Daily Independent (Ashland, KY)

Local News

July 4, 2013

Flatwoods woman recalls service during World War II

FLATWOODS — Bonnie Lee Elam remembers her exact reaction when she read a sign at a recruiting station in Middletown, Ohio, during World War II.

“It said ‘Air Force Needs You!’ and I said, ‘That’s for me!’” I went home and told my mom and she said, ‘You’re too young.’ At the time I was 17 years old and I said, ‘You might have to sign for me,” Elam said after a therapy session at Kingsbrook Tuesday, where she is recovering from recent health challenges and celebrated her 87th birthday. “I kept after her and I told her, ‘I won’t leave you alone on this.” She finally said she would sign for me just to get me off her back!”

Elam, who grew up with the last name Whitaker in the Morgan County community of Malone, near West Liberty. “I had to walk to school — two miles to school and two miles back,” she remembered, before adding she later moved to Middletown with her mother. Elam was working at a restaurant and her mom was holding down a job at the Henry Clay Coffee Shop when she walked past the recruiting station and decided her immediate future would be in the military — if she could pass the entry exam.

“The written test was next and I prayed and asked for help to pass it. I passed it and got to go into the Air Force,” she said proudly, later clarifying, “They called it  the Women’s Air Force,” and noting she split her basic training time between Miami, Fla., and Fort Des Moines, Iowa, before shipping out to Sedalia, Miss.

“It was a peaceful, quiet place,” she said, explaining the base had a few barracks, nurses quarters and a movie theater.

“I worked in service records. That was my first job,” she said, recalling her very first task was to help an irate soldier who hadn’t received his pay for three months. Elam said she took the unpaid sergeant to her commanding officer to get the problem resolved. When they were done, the sergeant joked that he owed Elam dinner if he ever did get paid, and she decided to treat the underfunded man to dinner from the women’s mess hall.

“We had all women cooks, so he enjoyed that,” she said with a giggle.

In her off-duty evening hours, Elam said she volunteered “doing just anything they needed done,” at the hospital on base, where many who had been wounded overseas were being treated.
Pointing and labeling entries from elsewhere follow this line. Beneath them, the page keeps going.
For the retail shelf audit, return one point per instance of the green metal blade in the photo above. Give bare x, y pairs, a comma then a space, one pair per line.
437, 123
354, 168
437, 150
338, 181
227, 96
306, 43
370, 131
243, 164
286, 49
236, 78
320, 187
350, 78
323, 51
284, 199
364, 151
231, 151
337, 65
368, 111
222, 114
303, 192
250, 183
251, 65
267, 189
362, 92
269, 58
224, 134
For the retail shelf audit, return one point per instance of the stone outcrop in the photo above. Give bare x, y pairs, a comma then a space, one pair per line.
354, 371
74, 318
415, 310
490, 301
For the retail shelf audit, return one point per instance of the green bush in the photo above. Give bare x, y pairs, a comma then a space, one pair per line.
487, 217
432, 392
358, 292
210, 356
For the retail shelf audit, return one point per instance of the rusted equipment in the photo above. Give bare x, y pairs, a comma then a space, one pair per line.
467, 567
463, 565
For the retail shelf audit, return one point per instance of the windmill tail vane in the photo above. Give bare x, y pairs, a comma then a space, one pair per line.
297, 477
She remembers nearly each of the wounded having a positive outlook despite their experiences.

“Most of the wounded had a good sense of humor and they didn’t ask, ‘Why did this happen to me?’ They seemed to be just proud to serve their country and be able to do what they could do,” she said.

Elam said she never flew in an airplane during her two years in Missouri, where she stayed during her entire enlistment. She was working in the base hospital when a radio announcer informed them the war was over.
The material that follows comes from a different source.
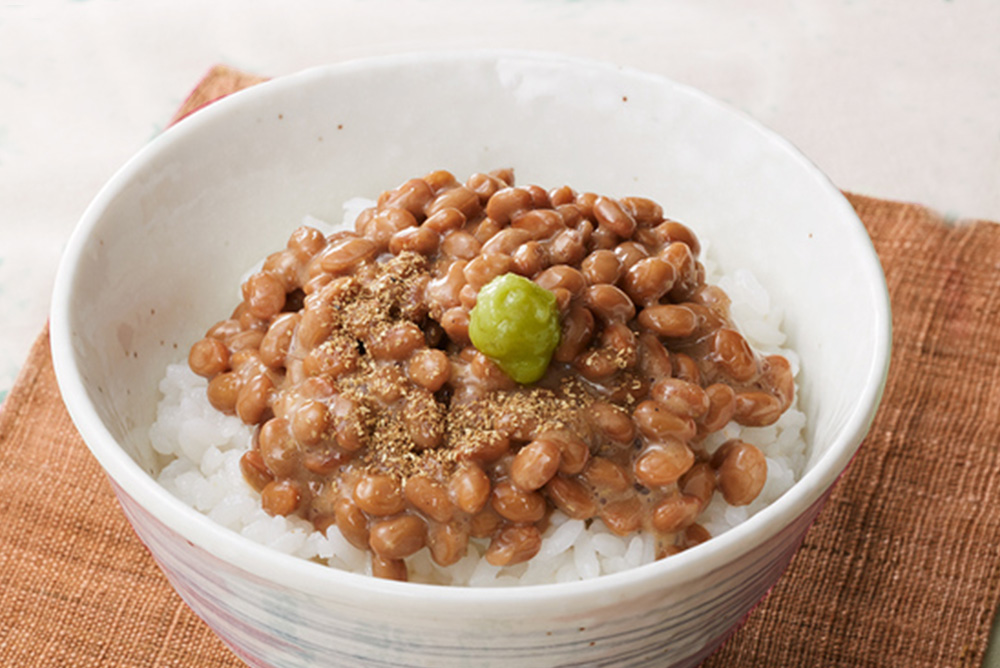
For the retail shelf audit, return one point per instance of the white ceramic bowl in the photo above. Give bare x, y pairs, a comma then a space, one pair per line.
224, 187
“I said, ‘Thank the Lord. It’s ended. It’s all over. We don’t have to have any more wounded men with arms off and legs off. We can go back to normal.”

Throughout her military days, she had been “going with” a young man from Flatwoods named Ralph Elam, who was in the Navy and served aboard the USS Wyoming before going aboard the USS Quincy, where he was stationed during the attack on Pearl Harbor. She moved back to Ohio and secured a civilian job, once again in service records, at Wright Air Force Base. Elam got out of the Navy and they built a home together in Flatwoods in 1945 where they moved in a year later and soon raised two sons.
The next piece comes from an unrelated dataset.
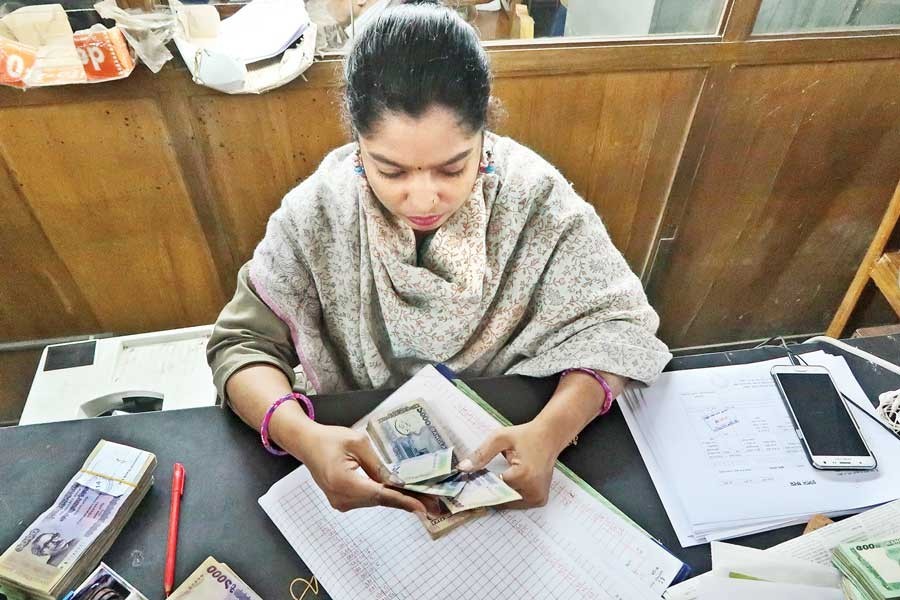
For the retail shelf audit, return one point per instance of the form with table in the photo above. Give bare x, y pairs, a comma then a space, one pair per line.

“That’s where I’m living now. Of course, I’ve done a lot to it since then,” she said.

Elam’s husband passed away in 2004, and she learned he had been found dead of a heart attack on the night after she had surgery to amputate toes from her left foot. Her oldest son, Greg, died in 2005 and she learned of his passing the day after losing toes on her right foot.

“I have one son, Tony. He’s the only one I’ve got left,” she said, quickly adding her pride in her son’s accomplishments as well as his own status as an Air Force veteran.

A big fan of Andy Griffith, good hot dogs, laughter, reading the Bible and the people at Russell Baptist Church, Elam often spends her time these days researching Holy themes and writing religious poems. On her birthday, she carried a copy of “The Tomb,” which is one of a half dozen poems she has drafted during the past year. She can recite her poem “Up on the Mountain” from memory, and credits the role of God in her own life while citing his comforts as the most precious thing in life.

“It’s not just belonging to the church,” she said, advising people should have God in their hearts, and know they will go to a better place when this life ends.

Reflecting on her years and travels on her 87th birthday, Elam agreed she’s had a good view of great change during her lifetime.

“It’s changed tremendously since I was a child,” she said, shaking her head slightly before perking up as she remembered hearing a tune which captures the essence of her answer. “Have you ever heard that song that says, ‘I’d like to throw the computers and the cell phones out the window’? Brother ... I’m with you on that!”